Chocolate Helps You in the Unending Quest to be SkinnyS

Remember when you were born, you got that memo that all girls get that outlines the rules of how we must behave, like how we all have to be obsessed with shoes and we have to be scared of spiders? Then you probably remember rule #36, on the subject of chocolate. It dictates that we're all required to ooh and ahh at the mere mention of it, but then there's that terrible fine print underneath which says we're also supposed to constantly be trying to deny ourselves from enjoying it because it makes us fat, which is in violation of rule #1: never be fat. Well, brace yourselves because new research has found that eating chocolate regularly actually makes you thinner.

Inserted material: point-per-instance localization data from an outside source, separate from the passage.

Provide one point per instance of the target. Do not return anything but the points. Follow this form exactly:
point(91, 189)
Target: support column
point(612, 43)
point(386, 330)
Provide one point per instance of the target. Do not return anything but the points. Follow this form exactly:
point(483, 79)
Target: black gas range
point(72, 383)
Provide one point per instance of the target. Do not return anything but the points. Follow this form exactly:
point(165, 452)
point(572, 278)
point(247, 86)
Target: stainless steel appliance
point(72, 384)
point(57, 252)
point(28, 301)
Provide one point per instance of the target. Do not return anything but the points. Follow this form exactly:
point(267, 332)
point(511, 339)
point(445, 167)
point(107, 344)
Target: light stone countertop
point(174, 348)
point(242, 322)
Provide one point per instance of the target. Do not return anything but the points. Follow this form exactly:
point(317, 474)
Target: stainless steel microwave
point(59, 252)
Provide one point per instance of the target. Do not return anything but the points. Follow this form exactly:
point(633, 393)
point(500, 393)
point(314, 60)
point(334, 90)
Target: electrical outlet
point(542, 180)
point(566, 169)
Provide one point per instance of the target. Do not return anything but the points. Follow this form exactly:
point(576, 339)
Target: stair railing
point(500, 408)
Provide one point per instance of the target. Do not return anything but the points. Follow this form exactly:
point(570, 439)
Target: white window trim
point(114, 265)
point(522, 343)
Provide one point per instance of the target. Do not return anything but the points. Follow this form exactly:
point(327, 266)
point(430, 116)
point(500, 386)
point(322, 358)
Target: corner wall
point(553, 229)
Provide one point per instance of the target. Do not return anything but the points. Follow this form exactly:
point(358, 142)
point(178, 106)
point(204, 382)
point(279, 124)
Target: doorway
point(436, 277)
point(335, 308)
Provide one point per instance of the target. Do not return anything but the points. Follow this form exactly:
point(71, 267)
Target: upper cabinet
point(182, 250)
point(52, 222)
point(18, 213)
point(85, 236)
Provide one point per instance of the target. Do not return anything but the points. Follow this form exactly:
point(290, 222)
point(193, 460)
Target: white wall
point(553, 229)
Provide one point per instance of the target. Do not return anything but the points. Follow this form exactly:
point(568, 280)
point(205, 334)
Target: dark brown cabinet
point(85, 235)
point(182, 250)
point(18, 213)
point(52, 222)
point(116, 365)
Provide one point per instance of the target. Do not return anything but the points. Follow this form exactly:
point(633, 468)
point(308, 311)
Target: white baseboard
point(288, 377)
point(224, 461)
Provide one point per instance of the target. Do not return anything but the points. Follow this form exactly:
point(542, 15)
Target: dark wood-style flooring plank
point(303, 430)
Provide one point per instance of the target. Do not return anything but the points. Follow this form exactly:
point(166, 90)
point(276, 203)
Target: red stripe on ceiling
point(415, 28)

Wait? Is Ashton Kutcher hiding under the floorboards waiting to slither out and Punk us? No, he's not because he's not on that show anymore, but also this is no joke. This study, which was funded by the National Institutes of Health, looked at about 1,000 adults who were asked about what they ate and drank, including how many times they ate chocolate in a week. Their body mass indexes were also calculated. What researchers found was that the people who ate chocolate more often tended to be thinner than the people who ate it less often. And it wasn't because the more frequent chocolate eaters ate fewer calories or exercised more often. Actually, the eager chocolate eaters ended up eating more total calories than those who didn't eat much chocolate. Huh, well how do you like them chocolate-covered apples?

Actually, sorry, ladies who love Lindt. Here's where we start to wade into the brown swamp of bad news. These results don't necessarily mean you can just eat endless Ho Hos and hot fudge and chocolate pudding and lose weight. Dammit! Researchers say that in fact this study doesn't prove a link between eating chocolate often and losing weight. Oh, it doesn't? Then why did you even bother doing it? Riddle us that, scientists. Sorry, we should calm down, but we can't because we are PMSing so hard right now.

Anyway, what the research actually does suggest is this, according ot the Wall Street Journal:

[T]he health benefits of chocolate may be linked to how many times in a given week chocolate is eaten rather than the total amount consumed in that week, says the study's lead researcher, Beatrice Golomb, an associate professor in the Department of Medicine at the University of California, San Diego. Eating a small amount of chocolate each of five days during a week was linked to a lower BMI, even if the person ate more calories overall and didn't exercise more than other participants.

If they really want to find out if eating chocolate does make you lose weight, they've got to do a study that's designed to compare chocolate eaters and non-chocolate eaters by giving people placebo chocolate, and they're having trouble figuring out how to make fake chocolate good enough to pass as a placebo. (Well, don't use carob; nobody's gonna buy that.) Still, the basic news is that there is some benefit to be derived from chocolate, and it seems to come from eating it often. Dr. Golomb even says, "It's my favorite vegetable." A doctor calling chocolate a vegetable?! A thousand writers of novelty magnets and Cathy-inspired cartoons just achieved simultaneous orgasm. Add to that the fact that previous research has shown it can lead to a small reduction in blood pressure and cholesterol, and there isn't any reason not to eat chocolate every day.

OK, eating guilt-free chocolate every day is pretty much living the dream. Except that now you're sort of doing it for your health, and that involves eating dark chocolate—not Oreos and M&Ms, which isn't quite as fun. At first your choco-bites will seems like a little treat, but soon it will come to seem routine, like taking your vitamins or brushing your teeth. And eventually you're going to start to resent your daily dose of chocolate. It won't feel like an indulgence, it will feel tired and old. As with any dream, it'll wear out its welcome. It's like how if you lived with Ryan Gosling, he could only bite his lower lip and charmingly flare his nostrils at you so many times before you'd be like, "Enough, dude, I need to get some sleep. I have to work in the morning." So maybe we ought to just eat chocolate when we feel like it and not feel guilty about it, because it's certainly not terrible for you. Plus, it's possible that after our Sex vs. Chocolate March Madness tournament concludes, we might have to give up chocolate entirely and switch over to having sex all the time. So, we might as well enjoy chocolate in all its many glorious forms while we still can.